Oral-Motor and Evidence-Based-Practice Misinformation

By Pam Marshalla

Q: I am now so thoroughly frustrated with the field of speech pathology, I’m tempted to throw in the towel… Or should I say throw in the bite blocks? I think the whole question of oral-motor therapy has gotten totally out of hand, and I no longer know what to believe. In this age, from every corner, we are encouraged to follow the evidence-based practice. In the absence of any hard evidence, I don’t know whether I ought to try your methods or not. If I try your methods, will I be considered a hero or a heretic by a jury of my SLP peers?

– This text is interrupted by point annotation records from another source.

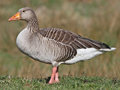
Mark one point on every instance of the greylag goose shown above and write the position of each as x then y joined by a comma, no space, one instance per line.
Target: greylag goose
54,46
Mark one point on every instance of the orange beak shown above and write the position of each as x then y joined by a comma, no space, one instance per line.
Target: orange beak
15,17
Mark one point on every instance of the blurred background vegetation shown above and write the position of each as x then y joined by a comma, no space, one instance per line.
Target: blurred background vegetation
95,19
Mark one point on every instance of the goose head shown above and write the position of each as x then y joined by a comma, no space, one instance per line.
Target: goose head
25,13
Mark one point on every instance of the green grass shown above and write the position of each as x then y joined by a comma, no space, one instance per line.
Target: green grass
67,83
95,19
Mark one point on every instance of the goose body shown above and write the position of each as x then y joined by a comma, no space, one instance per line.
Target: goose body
54,46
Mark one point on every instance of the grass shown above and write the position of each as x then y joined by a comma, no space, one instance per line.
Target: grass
67,83
95,19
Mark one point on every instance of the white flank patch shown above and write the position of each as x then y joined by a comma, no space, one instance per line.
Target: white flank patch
86,54
112,49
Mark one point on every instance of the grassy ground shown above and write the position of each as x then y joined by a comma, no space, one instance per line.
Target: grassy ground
95,19
67,83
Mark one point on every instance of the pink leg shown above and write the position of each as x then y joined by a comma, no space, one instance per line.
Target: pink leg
52,79
56,76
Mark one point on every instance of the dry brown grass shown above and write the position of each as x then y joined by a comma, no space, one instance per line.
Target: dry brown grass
102,23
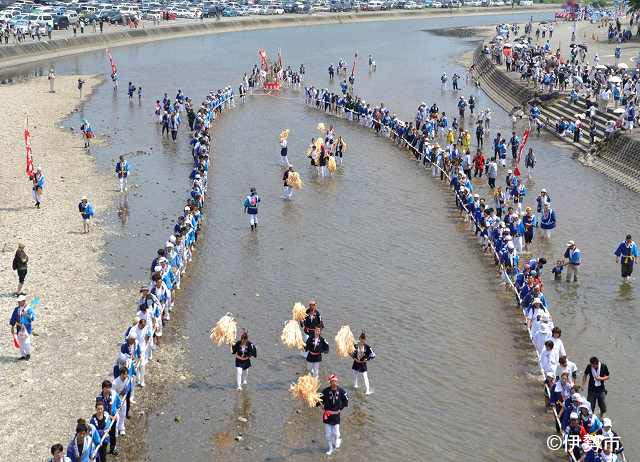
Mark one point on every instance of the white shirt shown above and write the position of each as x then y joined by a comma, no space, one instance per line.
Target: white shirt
548,361
120,386
570,369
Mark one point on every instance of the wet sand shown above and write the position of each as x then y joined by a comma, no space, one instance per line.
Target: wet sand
80,319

The main problem you are having is that you are falling into the trap that many others have.  You believe that the term “Evidence-Based Practice” means that we can only do in therapy those things that have been proven.  THIS IS NOT WHAT THE TERM MEANS!  Please read my other blog posts about this topic so you can begin to understand what the term EBP really means.

Sacket et al (1997), the authors of the term EBP, the creators so to speak, wrote this about the EBP in their textbook:

External clinical evidence [i.e., research] can inform, but can never replace, individual clinical expertise” (Sackett et al, 1997, p. 4).

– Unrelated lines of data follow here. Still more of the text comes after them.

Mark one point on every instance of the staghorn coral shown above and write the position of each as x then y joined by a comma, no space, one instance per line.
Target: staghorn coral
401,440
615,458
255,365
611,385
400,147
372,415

Raymond Kent, professor extraordinaire, motor speech idol, wrote the following when asked about this EBP / OM dilemma:

Lack of data does not mean that we should do nothing. Using the limited data that are available, along with an analysis of the motor tasks, we can assemble thoughtful paradigms for clinical application” (Kent, 2008).

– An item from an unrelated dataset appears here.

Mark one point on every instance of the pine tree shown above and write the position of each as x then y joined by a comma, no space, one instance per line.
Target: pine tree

By the way, why do you worry about what other people say about you? 🙂


0 thoughts on “Oral-Motor and Evidence-Based-Practice Misinformation”

  1. Wow! I’ve come such a long way in my thinking since I wrote that question a while back. With the help of the OMI and Pam (Marshalla) and Diane (Bahr), I have such a better understanding of what EBP truly means, and the flaws in the whole “debate.” I still think the subject is hugely important, probably more so than most SLPs recognize. While the majority of SLPs do not have to deal with the issue of sensory motor-based speech disorders (or at least think they don’t!) on a daily basis, many that DO deal with them are unsure about what to do. Many thanks to Pam and Diane and others like them who help us sort through the questions to come up with answers!